This suggests the very first of the Babbage goals: trouble-free systems.

Trouble-Free Systems: Build a system used by millions of people each day and yet administered and managed by a single part-time person.

The operational test for this is that it serves millions of people each day, and yet it is managed by a fraction of a person who does all the administrative tasks. Currently, such a system would need 24-hour a day coverage by a substantial staff. With special expertise required for upgrades, maintenance, system growth, database administration, backups, network management, and the like.

5.2. Dependable Systems

Two issues hiding in the previous requirements deserve special attention. There have been a rash of security problems recently: Melissa, Chernobyl, and now a mathematical attack on RSA that makes 512-bit keys seem dangerously small.

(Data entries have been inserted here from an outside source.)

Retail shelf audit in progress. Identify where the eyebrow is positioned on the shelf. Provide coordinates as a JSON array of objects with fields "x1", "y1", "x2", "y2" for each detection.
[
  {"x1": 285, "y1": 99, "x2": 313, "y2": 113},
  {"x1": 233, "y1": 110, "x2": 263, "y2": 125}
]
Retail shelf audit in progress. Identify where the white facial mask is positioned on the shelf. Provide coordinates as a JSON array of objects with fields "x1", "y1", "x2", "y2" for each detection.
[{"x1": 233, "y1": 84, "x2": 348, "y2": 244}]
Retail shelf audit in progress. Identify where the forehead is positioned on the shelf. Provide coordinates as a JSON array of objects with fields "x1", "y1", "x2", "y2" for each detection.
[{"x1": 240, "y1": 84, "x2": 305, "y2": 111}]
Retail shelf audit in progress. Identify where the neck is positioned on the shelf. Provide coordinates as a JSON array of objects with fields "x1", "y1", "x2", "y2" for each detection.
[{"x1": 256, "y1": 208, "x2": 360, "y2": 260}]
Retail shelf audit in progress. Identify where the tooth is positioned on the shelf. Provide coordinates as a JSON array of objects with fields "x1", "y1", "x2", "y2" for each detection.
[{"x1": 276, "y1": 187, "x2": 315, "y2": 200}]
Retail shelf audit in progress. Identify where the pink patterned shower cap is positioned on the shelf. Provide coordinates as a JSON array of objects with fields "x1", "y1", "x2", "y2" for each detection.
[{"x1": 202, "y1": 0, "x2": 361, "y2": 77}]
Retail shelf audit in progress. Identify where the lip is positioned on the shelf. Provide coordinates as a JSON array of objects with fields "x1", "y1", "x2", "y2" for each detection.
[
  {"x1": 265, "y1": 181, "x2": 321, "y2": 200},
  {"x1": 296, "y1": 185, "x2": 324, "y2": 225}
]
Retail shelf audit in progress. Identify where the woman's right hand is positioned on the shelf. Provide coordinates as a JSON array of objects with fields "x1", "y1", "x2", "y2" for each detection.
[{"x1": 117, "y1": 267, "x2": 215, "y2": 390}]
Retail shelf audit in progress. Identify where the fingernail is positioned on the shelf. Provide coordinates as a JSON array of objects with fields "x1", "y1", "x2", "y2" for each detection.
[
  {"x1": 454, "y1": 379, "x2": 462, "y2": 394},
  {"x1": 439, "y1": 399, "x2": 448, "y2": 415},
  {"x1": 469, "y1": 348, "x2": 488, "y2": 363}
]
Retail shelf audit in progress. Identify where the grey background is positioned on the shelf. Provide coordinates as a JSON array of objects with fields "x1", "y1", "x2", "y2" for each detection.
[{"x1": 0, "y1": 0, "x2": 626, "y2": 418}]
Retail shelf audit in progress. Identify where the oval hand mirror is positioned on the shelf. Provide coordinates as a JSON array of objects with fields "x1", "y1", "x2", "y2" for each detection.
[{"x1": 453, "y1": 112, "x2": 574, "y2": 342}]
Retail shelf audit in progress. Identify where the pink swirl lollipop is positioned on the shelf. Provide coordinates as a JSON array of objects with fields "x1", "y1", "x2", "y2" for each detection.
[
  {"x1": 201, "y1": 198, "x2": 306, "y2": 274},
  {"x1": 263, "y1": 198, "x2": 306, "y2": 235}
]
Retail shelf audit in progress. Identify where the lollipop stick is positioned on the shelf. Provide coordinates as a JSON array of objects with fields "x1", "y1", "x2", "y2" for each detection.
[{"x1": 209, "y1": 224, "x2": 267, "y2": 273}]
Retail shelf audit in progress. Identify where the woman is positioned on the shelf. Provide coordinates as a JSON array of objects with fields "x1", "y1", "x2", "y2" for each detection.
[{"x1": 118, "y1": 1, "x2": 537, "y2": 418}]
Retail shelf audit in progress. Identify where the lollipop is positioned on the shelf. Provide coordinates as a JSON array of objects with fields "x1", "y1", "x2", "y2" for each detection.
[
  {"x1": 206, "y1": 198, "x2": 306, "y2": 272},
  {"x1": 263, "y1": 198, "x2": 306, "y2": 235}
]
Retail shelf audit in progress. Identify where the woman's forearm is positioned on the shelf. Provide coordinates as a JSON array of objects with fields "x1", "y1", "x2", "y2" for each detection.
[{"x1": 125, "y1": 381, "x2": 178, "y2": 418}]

We cannot trust our assets to cyberspace if this trend continues. A major challenge for systems designers is to develop a system which only services authorized uses. Service cannot be denied. Attackers cannot destroy data, nor can they force the system to deny service to authorized uses. Moreover, users cannot see data unless they are so authorized.

The added hook here is that most systems are penetrated by stealing passwords and entering as an authorized user. Any authentication based on passwords or other tokens seems too insecure. I believe we will have to go to physio-metric means like retinal scans or some other unforgeable authenticator – and that all software must be signed in an unforgeable way.

The operational test for this research goal is that a tiger team cannot penetrate the system. Unfortunately, that test does not really prove security. So this is one of those instances where the security system must rest on a proof that it is secure, and that all the threats are known and are guarded against.

The second attribute is that the system should always be available. We have gone from 90% availability in the 1950s to 99.99% availability today for well managed systems. Web uses experience about 99% availability due to the fragile nature of the web, its protocols, and the current emphasis on time-to-market.

Nonetheless, we have added three 9s in 45 years, or about 15 years per order-of-magnitude improvement in availability. We should aim for five more 9s: an expectation of one second outage in a century. This is an extreme goal, but it seems achievable if hardware is very cheap and bandwidth is very high. One can replicate the services in many places, use transactions to manage the data consistency, use design diversity to avoid common mode failures, and quickly repair nodes when they fail. Again, this is not something you will be able to test: so achieving this goal will require careful analysis and proof.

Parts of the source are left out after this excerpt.